I need to create a class solely for the purpose of encapsulating
a large number of disparate data items. At the moment I have no
plans for any methods for this class other than the bazillion
accessors required to access these various instance variables.
(In case it matters, this class is meant to be a private helper
class internal to a module, and it won't be subclassed.)
What is "best practice" for implementing this sort of class
*succinctly* (i.e. without a lot of repetitive accessor code)?
Also, one more question concerning syntax. Suppose that i represents
an instance of this class. Is it possible to define the class to
support this syntax
val = i.field
i.field += 6
...rather than this one
val = i.get_field()
i.set_field(i.get_field() + 6)
?
TIA!
~K
If it's just a completely dumb struct-like class, you might consider
something like:
http://docs.python.org/library/collections.html#collections.namedtuple
> What is "best practice" for implementing this sort of class
> *succinctly* (i.e. without a lot of repetitive accessor code)?
Is there any good reason you can't just use straight instance
variables? Python ain't Java; vanilla, boilerplate accessor methods
should almost always be avoided.
> Also, one more question concerning syntax. Suppose that i represents
> an instance of this class. Is it possible to define the class to
> support this syntax
>
> val = i.field
> i.field += 6
>
> ...rather than this one
>
> val = i.get_field()
> i.set_field(i.get_field() + 6)
>
> ?
Yes, using the magic of the property() function:
http://docs.python.org/library/functions.html#property
Cheers,
Chris
--
http://blog.rebertia.com
> I need to create a class solely for the purpose of encapsulating a large
> number of disparate data items.
There's a built-in for that. It's called "dict". Syntax for item access
is a tiny bit different, but still very common:
data['foo']
instead of
data.foo
If you need to customize item access, you need to modify __getitem__,
__setitem__ and __delitem__ instead of __getattr__ etc., but otherwise
they are nearly identical. Ignoring a few complications due to slots and
inheritance, attribute access is built on top of item access, so you
won't notice any performance hit (and you might see a tiny performance
benefit).
> At the moment I have no plans for any
> methods for this class other than the bazillion accessors required to
> access these various instance variables.

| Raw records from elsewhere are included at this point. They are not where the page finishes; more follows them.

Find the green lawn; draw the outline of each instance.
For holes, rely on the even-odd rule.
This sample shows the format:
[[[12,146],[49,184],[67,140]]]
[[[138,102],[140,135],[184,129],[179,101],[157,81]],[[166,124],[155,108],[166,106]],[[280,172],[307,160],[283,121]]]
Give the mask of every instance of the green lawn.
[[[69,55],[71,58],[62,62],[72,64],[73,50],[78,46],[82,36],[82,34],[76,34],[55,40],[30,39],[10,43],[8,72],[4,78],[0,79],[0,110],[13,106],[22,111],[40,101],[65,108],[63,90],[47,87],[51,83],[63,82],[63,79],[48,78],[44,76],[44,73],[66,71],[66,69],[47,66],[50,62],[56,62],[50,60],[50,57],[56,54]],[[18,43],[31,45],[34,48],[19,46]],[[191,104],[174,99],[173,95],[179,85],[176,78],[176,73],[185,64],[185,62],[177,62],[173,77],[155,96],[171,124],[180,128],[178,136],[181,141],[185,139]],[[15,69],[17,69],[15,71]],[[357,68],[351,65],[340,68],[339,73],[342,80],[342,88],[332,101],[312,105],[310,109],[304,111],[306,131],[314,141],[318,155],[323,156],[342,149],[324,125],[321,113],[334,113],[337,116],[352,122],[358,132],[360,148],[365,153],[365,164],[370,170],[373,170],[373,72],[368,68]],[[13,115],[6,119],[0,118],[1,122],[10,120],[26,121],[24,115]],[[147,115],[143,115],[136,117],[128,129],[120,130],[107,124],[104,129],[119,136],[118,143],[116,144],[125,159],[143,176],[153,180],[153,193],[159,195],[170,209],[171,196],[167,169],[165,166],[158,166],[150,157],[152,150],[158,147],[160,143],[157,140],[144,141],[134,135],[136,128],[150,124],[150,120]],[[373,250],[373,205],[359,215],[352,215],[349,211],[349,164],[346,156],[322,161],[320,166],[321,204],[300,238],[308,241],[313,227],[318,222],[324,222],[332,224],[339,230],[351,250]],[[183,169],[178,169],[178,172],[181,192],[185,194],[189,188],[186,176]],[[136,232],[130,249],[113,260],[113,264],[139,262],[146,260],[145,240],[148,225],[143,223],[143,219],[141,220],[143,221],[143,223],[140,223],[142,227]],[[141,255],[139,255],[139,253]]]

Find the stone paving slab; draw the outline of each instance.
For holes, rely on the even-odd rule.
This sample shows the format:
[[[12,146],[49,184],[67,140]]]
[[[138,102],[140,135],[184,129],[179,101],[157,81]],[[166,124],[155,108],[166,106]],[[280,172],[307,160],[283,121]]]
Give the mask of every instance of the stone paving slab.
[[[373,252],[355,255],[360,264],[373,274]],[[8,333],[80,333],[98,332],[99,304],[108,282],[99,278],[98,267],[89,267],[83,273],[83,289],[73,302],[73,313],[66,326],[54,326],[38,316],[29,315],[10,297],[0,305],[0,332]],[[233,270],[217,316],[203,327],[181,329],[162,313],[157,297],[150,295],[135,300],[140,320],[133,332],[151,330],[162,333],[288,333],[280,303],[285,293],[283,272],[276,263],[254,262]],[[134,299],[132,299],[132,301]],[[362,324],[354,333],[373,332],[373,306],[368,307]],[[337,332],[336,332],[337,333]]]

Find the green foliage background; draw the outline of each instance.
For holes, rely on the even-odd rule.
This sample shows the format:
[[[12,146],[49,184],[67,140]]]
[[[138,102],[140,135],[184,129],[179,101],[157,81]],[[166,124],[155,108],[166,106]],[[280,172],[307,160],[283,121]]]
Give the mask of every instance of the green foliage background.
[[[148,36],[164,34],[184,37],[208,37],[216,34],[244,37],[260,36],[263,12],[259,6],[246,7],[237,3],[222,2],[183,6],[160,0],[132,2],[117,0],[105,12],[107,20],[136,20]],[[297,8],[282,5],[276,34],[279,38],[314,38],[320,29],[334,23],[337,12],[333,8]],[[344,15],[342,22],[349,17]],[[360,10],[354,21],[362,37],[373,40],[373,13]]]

Huh? If you have instance variables, why don't you refer to them by name?
x = MyClass() # create an instance
y = MyClass() # another variable bound to an instance
z = MyClass() # etc.
print x, y, z
> (In case it matters, this class
> is meant to be a private helper class internal to a module, and it won't
> be subclassed.)
>
> What is "best practice" for implementing this sort of class *succinctly*
> (i.e. without a lot of repetitive accessor code)?
Leave the repetitive accessor code out. Python isn't Java.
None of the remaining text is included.